A simple javascript application was written to present each clinical case challenge to three separate LLMs simultaneously. In doing so, the base prompt was set the same for each language model. The responses were output to a CSV file for each model to a different column for review. The correct answers were extracted by KG with content reviewed by BV.

Outcomes

The primary outcome was the percentage of cases for which each model provided the correct answer. Secondary outcomes were diagnostic accuracy and quality of medical information. The rate of true positives (TP), false positives (FP), true negatives (TN), and false negatives (FN) were recorded. Using these, accuracy ([TP + TN]/#total responses), precision (TP/[TP + FP]), sensitivity TP/[TP + FN], and specificity (TN/[TN + FP]) were calculated.
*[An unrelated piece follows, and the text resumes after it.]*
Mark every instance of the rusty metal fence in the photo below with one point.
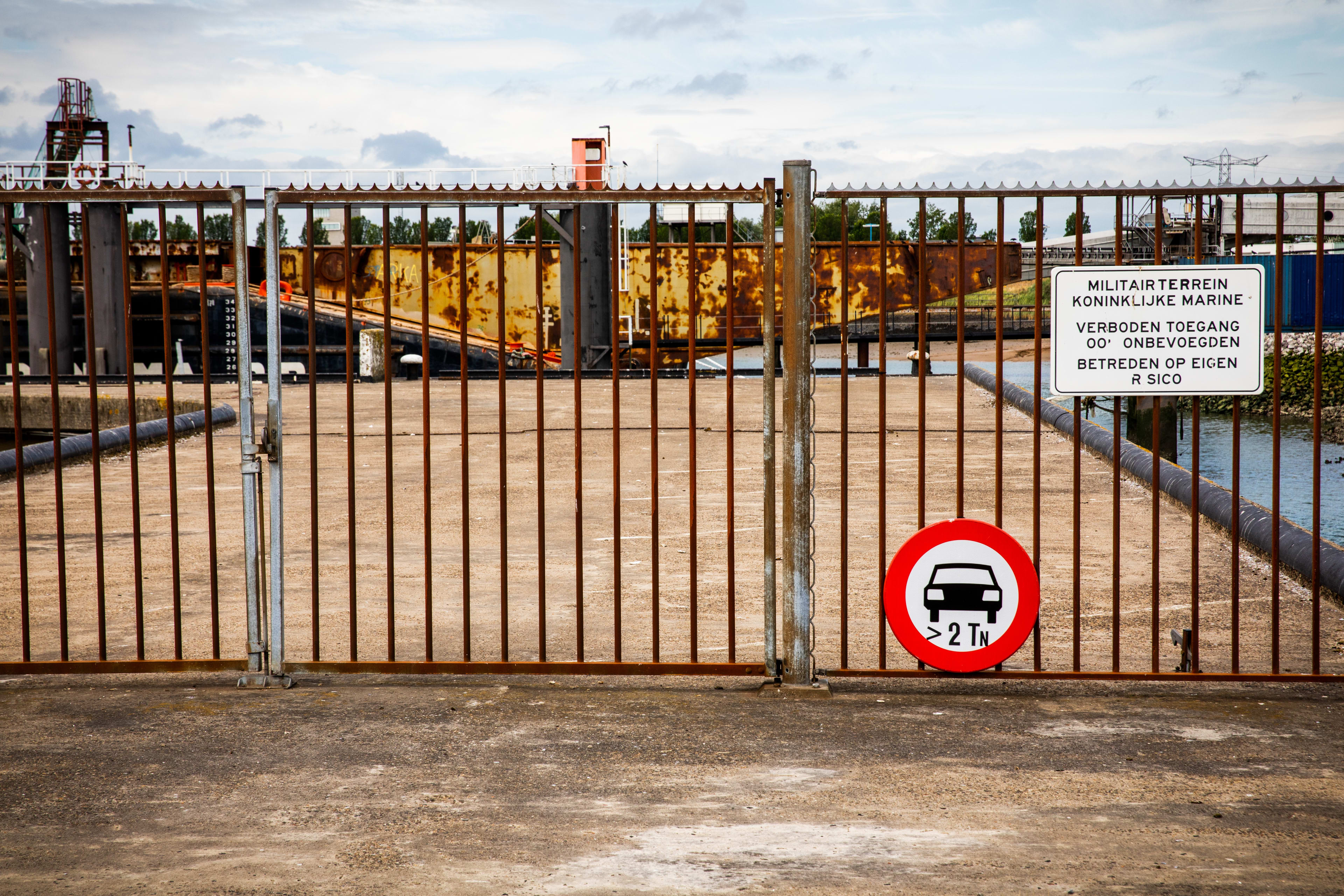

The quality of medical information was rated as either complete (the answer includes all relevant information for making an accurate diagnosis) or incomplete (the answer is missing some relevant information for making an accurate diagnosis) with the corresponding information described as being either relevant (the answer includes information that is directly relevant to the diagnosis) or irrelevant (the answer includes information that is not directly relevant to the diagnosis). Answers were then categorized as one of: complete/relevant, complete/irrelevant, incomplete/relevant, and incomplete/irrelevant. Ratings were undertaken by KG with answers verified by BV.

Statistical analysis

Percentage of correct responses, overall diagnostic accuracy, precision, sensitivity, and specificity were summarized for each model in a narrative synthesis. Comparisons were made between the three LLMs and the previously published results using GPT-3.5, focusing on relative improvements in diagnostic performance. A sensitivity analysis using the same basic prompting techniques as previously reported to present cases to the LLMs was also performed (Supplementary materials, page 5). Given that GPT-3.5 is depreciated, an additional sensitivity analysis was conducted presenting advanced prompts to GPT-4.0 Turbo [2]. Chi-Square test for independence were performed to compare the number of correct responses between the three models selected by us and GPT-3.5 responses. An alpha of 0.05 was considered statistically significant. All statistical analyses were carried out in R (base R, version 4.2.1) [19].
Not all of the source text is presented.